Diameter: 600mm (23 ½ Inches)

Reference: 419

Status: Sold

Full Description:

A range of fantastic animal-scenes are painted in miniature at the edge of this fine shield: stubborn rams lock horns; jungle cats stalk and spring towards prey; and human hunters string their bows. In their movement, the animals variously push together and pull apart, imbuing the entire sequence with a vivid tension.

Rising from the painted brim are four rocky outcrops flecked with tufts of grass, each acting as the platform for a dramatic struggle between predator and prey, as a variety of animals succumb to marauding lions and tigers whose manes and stripes are picked out in sharp detail. The contrast created against the shield’s black-painted leather surface invites the viewer to inspect these details all the more closely. Two tigers even return our gaze, staring with wide eyes directly out at the viewer - perhaps to let us know we may be next!

Surya, the sun god from whom many Rajput elders claim descent and the insignia of the Mewar royal court, looks out from the shield’s centre surrounded by a band of bright sunrays. Around this central panel are four domed bosses with openwork patterning and gently undulating edges, each set on a red fabric base.

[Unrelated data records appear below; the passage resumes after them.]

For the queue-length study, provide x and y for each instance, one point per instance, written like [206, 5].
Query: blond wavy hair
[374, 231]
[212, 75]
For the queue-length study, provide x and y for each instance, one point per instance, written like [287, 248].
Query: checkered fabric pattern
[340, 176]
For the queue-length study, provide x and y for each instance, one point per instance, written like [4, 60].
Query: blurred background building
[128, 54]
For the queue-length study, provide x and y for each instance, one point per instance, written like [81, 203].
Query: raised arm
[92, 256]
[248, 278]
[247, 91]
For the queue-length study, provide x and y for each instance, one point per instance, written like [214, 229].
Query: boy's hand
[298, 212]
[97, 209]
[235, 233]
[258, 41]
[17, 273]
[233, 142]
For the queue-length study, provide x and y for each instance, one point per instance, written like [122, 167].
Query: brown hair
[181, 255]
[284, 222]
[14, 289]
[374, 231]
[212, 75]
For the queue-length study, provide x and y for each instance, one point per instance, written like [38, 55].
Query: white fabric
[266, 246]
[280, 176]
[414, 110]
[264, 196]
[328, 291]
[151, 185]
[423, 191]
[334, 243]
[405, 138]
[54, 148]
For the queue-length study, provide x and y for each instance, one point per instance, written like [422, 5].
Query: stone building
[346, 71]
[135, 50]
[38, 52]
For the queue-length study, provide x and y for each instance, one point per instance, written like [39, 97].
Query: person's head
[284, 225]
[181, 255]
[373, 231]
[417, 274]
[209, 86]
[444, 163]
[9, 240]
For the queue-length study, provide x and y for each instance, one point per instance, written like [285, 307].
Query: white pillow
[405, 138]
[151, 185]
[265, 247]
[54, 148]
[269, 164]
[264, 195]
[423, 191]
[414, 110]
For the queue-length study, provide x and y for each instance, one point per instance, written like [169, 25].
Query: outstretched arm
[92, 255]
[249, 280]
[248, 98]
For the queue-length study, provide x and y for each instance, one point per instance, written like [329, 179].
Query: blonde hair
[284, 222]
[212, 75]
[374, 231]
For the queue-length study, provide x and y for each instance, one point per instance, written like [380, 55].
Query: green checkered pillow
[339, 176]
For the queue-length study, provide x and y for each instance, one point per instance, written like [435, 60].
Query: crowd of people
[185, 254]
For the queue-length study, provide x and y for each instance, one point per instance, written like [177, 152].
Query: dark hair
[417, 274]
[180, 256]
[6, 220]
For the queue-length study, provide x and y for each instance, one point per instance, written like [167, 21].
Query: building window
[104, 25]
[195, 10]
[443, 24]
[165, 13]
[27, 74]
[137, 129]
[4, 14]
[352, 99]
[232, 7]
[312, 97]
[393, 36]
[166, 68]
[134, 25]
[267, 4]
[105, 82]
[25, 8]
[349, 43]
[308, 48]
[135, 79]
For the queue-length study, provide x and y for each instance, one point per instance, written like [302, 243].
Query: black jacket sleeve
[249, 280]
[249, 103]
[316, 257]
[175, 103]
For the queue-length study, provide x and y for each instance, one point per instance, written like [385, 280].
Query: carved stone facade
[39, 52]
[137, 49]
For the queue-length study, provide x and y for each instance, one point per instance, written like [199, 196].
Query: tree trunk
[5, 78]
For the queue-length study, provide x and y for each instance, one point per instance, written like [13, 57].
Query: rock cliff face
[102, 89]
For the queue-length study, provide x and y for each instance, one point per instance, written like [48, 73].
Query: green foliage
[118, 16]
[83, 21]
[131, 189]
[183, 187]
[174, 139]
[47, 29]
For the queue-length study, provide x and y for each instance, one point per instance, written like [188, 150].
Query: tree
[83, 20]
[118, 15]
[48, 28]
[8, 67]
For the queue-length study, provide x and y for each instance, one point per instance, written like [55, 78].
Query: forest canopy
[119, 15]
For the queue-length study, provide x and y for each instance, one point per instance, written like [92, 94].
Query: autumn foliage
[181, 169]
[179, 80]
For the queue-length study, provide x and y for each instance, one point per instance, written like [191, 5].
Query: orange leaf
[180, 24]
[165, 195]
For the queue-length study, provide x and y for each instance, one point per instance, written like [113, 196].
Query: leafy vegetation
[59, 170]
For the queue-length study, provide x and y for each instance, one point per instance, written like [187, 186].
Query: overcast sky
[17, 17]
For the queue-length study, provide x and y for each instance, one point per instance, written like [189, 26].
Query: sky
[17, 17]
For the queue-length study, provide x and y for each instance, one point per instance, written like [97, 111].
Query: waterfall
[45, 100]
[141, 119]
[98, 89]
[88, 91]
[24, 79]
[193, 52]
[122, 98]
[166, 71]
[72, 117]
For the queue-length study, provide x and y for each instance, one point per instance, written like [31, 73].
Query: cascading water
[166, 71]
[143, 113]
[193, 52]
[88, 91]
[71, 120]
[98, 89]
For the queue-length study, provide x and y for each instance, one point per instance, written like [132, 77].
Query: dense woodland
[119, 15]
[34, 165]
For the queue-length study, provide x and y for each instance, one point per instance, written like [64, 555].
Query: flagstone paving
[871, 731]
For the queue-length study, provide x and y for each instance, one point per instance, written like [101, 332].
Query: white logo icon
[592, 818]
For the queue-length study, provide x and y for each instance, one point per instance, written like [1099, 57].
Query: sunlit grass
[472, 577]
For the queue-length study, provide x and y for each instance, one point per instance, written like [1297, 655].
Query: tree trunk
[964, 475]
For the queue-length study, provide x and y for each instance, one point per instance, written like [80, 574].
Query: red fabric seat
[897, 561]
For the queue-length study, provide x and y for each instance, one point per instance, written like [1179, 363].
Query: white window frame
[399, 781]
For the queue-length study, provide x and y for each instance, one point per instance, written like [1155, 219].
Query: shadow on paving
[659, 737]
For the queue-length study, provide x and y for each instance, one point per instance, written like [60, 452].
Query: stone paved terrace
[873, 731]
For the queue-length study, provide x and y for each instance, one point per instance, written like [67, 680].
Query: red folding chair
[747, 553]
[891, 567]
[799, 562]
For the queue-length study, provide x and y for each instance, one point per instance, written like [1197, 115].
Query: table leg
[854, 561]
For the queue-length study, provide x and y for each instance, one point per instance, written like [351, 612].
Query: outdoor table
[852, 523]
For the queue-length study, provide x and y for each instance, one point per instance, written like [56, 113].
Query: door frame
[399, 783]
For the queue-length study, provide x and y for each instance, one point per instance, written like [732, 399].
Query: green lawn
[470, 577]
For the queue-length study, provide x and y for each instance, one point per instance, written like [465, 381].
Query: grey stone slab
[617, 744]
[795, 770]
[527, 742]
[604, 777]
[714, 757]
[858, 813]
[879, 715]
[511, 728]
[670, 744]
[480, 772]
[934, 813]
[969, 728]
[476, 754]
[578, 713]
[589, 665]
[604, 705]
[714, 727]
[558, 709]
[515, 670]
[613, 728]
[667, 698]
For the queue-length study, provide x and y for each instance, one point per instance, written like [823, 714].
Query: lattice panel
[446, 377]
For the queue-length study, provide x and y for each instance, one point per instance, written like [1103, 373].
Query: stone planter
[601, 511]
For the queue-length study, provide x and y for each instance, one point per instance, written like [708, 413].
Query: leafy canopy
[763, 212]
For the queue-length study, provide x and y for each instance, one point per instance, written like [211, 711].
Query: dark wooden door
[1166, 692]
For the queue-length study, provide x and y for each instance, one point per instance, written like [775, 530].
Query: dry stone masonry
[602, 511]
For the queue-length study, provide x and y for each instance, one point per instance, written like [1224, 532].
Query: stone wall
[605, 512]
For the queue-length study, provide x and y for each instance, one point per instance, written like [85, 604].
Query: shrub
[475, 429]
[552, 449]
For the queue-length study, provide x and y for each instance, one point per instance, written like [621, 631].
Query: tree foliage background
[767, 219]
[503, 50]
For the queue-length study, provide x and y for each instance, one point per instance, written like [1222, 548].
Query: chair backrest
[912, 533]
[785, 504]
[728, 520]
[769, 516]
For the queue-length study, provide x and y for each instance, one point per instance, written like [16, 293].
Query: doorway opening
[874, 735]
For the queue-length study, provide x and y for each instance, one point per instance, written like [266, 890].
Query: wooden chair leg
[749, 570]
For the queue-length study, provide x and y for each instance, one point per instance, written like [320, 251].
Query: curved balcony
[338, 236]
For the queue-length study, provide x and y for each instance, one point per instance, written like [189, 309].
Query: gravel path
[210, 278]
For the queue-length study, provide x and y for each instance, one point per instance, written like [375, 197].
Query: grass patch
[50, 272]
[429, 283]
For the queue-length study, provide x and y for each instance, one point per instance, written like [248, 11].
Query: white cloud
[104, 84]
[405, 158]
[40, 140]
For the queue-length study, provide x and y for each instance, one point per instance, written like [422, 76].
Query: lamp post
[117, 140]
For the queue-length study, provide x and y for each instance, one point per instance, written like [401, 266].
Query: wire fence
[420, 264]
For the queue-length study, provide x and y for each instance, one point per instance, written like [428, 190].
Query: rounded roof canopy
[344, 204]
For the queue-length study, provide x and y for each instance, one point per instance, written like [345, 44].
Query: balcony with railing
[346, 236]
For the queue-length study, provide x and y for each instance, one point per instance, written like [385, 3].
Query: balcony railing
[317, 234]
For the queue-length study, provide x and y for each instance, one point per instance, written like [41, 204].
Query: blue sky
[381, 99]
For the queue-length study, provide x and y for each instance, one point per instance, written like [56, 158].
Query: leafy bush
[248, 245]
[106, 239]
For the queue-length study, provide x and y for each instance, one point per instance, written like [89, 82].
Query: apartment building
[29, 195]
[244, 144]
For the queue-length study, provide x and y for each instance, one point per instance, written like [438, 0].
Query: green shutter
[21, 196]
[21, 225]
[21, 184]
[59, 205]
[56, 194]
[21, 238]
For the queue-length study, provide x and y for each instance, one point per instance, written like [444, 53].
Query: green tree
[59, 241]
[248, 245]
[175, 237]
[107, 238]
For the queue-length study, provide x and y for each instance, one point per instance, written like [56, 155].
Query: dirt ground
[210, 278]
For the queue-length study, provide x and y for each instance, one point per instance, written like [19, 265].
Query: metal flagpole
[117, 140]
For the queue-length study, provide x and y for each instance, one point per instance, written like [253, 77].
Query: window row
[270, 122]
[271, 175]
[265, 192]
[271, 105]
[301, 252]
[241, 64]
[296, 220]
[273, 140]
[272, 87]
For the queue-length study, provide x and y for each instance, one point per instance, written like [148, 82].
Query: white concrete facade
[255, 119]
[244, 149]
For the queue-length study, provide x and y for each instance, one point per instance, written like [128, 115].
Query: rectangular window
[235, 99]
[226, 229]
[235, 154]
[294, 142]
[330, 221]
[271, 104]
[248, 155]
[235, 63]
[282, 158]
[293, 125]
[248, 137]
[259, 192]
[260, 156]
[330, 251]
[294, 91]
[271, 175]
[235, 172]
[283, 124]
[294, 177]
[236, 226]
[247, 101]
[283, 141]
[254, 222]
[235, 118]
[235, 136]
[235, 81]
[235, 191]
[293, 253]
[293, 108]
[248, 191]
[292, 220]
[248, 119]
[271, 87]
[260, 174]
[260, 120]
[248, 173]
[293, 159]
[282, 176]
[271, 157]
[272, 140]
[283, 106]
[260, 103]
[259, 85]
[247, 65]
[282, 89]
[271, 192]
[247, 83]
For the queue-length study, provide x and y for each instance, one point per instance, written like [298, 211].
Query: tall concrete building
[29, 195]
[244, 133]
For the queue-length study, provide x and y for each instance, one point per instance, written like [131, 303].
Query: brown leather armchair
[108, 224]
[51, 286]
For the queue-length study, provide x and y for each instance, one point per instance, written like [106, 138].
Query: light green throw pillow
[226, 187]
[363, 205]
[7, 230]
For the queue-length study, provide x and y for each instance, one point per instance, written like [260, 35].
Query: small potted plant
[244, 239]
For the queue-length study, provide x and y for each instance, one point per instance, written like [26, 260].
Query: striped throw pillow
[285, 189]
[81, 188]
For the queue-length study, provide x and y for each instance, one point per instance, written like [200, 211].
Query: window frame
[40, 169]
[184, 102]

A red velvet cushion-pad with straps, through which the wearer would place their arm, is fitted to the back of the shield.

Similar examples published by Runjeet Singh Ltd shed further light on the present shield’s artistic context, particularly an example published in The Goddess: Arms and Armour of the Rajputs - London 2018 (No. 28), which shows a similar scheme and style of decoration in its animal scenes.[1] An example preserved at the National Museum in Delhi and bearing the name of Maharana Sangram Singh II also constitutes an important comparandum in this case.[2]



Private collection, England.

Purchased in India in 1964, purportedly from the collection of the Maharana of Udaipur.


[1] See Runjeet singh, The Goddess: Arms and Armour of the Rajputs - London 2018, No. 28, pp.82-83, as well as the reference there cited.

[2] See G.N. Pant, K.K. Sharma, Indian Armours in the National Museum Collection, New Delhi National Museum, 2001, p.88, no.77.